Today, I look at someone who is over-weight and my heart breaks because I understand the challenges that come with a body that doesn’t work in a society that is hell-bent on being 18 years old for eternity.
Thus, all these ruminations have led me to start thinking about what I want the next decade of my life to be. The first decade of learning to live with ME/CFS was full of frustration, denial, anger, tears, questions, looking for answers – all they while praying and begging God to get well. The second decade was all about trying to come to terms with this illness and find some sort of normalcy within the every changing boundaries it imposed on my life.
But it is this third decade that is now upon me that I want to enter and change. Although I have no doubt I will have days where I want to give up, scream at the top of my lungs, push back, take control, cry or whatever, I have discovered that while perhaps necesssary, they really don’t provide much benefit to anyone other then me. More times than not, they actually make me sicker.
I think I have spent the past two decades doing the tango with this beast that unexpectedly showed up on my doorstep and chose to never leave and create much havoc in my life. We have been in a fitful battle of wits to see which one of us will win, both of us determined to not back down.

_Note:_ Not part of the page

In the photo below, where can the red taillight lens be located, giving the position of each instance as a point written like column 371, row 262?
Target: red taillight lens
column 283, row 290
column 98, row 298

That’s when I saw it. I have been exerting my precious energy – body, mind and soul – into fighting a battle against this beast, every moment of every day, never realizing that in doing so, I was letting the beast win, more often than not.
While there may be many that see my surrender as giving up, I see it as acceptance to that which I can not change. I also see that by ending my battle with the beast, I can corral my energies and cognitive abilities into the very things that I was put on this earth to accomplish.
In essence, this beast has been a distraction. One that has literally tried to suck the essence of me out of … me.
I am not ME/CFS. ME/CFS resides – without my permission I might add – within me. But it is not who I am, nor, it is who I choose to become.
In addition, while this beast may have a strong grip on my body, is does not control my mind and my spirit. It does not have the power to take away my life’s purpose unless I give it that power.
Therefore, decade three will be one of learning to stay surrendered. It will be one of tunnel vision on what I feel called to do (write) and achieving it. It will also be one filled with long periods of quiet, rest, and contemplation, interspered with creativity, writing and reaching out to others.
I guess you could say that in decade three, it’s time to change the dance. Thus, I will no longer do the tango with the beast within me, but instead will now move on to the Waltz.